I live in Easterhouse, the huge estate on the eastern edge of Glasgow, which tends to get a bad press. The writer Alan Massie once declared that "the word Easterhouse represents failure, deprivation, poverty and squalor. Would anyone live there of choice?"

Many residents resent this negative image. In recent years much of the housing stock has been refurbished, and a strong sense of community has always sustained people through hard times. Two weeks ago, I was in a local project when a woman came in distressed, dishevelled and penniless; it was neighbours who comforted her, looked after her baby, found her somewhere to stay.

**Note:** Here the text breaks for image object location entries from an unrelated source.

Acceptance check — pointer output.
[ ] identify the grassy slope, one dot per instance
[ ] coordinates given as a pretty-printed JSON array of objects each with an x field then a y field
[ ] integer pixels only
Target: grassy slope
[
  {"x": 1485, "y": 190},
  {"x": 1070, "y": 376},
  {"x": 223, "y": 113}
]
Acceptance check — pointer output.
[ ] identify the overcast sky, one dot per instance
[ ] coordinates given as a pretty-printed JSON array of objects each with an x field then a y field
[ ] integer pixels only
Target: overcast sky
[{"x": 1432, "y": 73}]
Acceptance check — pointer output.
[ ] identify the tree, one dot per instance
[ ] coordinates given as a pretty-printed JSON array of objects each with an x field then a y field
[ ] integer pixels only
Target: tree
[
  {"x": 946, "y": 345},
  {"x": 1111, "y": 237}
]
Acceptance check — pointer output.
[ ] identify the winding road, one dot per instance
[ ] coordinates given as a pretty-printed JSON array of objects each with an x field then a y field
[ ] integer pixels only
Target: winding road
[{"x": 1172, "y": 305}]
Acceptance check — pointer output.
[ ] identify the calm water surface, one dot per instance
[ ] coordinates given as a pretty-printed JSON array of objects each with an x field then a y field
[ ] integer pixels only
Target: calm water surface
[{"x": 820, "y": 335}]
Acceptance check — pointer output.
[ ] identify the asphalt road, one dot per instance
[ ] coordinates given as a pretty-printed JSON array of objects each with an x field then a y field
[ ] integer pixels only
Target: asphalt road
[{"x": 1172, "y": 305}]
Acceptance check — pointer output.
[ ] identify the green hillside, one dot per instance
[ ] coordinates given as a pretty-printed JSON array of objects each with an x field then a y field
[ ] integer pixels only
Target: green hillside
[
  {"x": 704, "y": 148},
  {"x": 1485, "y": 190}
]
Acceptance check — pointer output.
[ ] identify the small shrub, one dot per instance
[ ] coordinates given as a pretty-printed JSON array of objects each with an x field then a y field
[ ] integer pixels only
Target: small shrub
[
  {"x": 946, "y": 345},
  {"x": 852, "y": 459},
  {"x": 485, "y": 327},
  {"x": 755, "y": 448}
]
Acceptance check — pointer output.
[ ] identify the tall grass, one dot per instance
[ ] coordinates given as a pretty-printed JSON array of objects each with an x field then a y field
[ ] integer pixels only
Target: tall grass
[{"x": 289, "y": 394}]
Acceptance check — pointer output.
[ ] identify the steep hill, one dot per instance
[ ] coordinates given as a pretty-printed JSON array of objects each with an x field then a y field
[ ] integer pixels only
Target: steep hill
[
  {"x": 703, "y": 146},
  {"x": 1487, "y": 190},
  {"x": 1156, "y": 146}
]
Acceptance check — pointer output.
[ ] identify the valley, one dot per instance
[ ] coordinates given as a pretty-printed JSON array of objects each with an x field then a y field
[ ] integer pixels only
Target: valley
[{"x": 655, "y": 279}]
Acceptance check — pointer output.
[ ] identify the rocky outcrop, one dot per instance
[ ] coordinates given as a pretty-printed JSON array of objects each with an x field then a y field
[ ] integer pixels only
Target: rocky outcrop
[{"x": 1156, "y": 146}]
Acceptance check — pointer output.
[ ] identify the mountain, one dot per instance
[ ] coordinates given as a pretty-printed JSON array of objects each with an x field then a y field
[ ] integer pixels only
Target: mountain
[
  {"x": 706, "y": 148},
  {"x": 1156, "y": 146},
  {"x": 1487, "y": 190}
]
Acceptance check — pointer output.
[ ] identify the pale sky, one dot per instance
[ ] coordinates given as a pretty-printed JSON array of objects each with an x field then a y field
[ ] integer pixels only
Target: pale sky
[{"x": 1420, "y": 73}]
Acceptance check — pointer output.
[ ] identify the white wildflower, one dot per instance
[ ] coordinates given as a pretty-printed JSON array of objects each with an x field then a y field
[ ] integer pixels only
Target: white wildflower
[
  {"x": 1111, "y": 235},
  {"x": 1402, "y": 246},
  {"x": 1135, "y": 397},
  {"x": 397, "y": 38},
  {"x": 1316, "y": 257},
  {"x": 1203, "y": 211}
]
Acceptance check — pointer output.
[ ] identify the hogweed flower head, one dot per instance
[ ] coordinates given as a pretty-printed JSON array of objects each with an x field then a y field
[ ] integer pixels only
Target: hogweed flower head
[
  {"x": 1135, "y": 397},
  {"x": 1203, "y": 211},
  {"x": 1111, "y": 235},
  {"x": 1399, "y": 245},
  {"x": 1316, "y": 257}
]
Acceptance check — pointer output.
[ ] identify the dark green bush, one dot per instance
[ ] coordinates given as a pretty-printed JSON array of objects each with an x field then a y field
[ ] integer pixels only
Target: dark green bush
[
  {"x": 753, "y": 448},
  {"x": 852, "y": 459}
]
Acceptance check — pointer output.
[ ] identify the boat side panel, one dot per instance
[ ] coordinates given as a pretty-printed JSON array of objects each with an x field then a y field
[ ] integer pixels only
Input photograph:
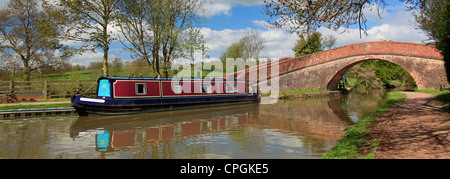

But it cannot be denied that enormous deprivations exist in Easterhouse. It has never recovered from the closure of coalmines (the estate is built over mine shafts), the docks and the steel industry. Consequently, male unemployment is above 40 per cent. And those in work tend to be on low wages. In Easterhouse, more than 80 per cent qualify for school clothing grants, which are given to families with low incomes, whether working or not.

As Sir Donald has noted, this long-term poverty has undermined health. Children born in places such as Easterhouse often begin their lives with a low birth-weight, and as they grow up they tend to suffer respiratory diseases and heart disease. Deaths in the first year of life in Easterhouse have been around 46 per 1,000, compared with only 10 per 1,000 in nearby affluent suburbs. And adults are likely to die several years earlier than their counterparts elsewhere.

Children in Easterhouse are also twice as likely as children elsewhere to be involved in serious road accidents. This is despite the fact that only one in five households has the use of a car, compared with four out of five elsewhere. The explanation is that many people live in blocks of flats without gardens, so children play in the streets that drivers from outside Easterhouse use as a short cut.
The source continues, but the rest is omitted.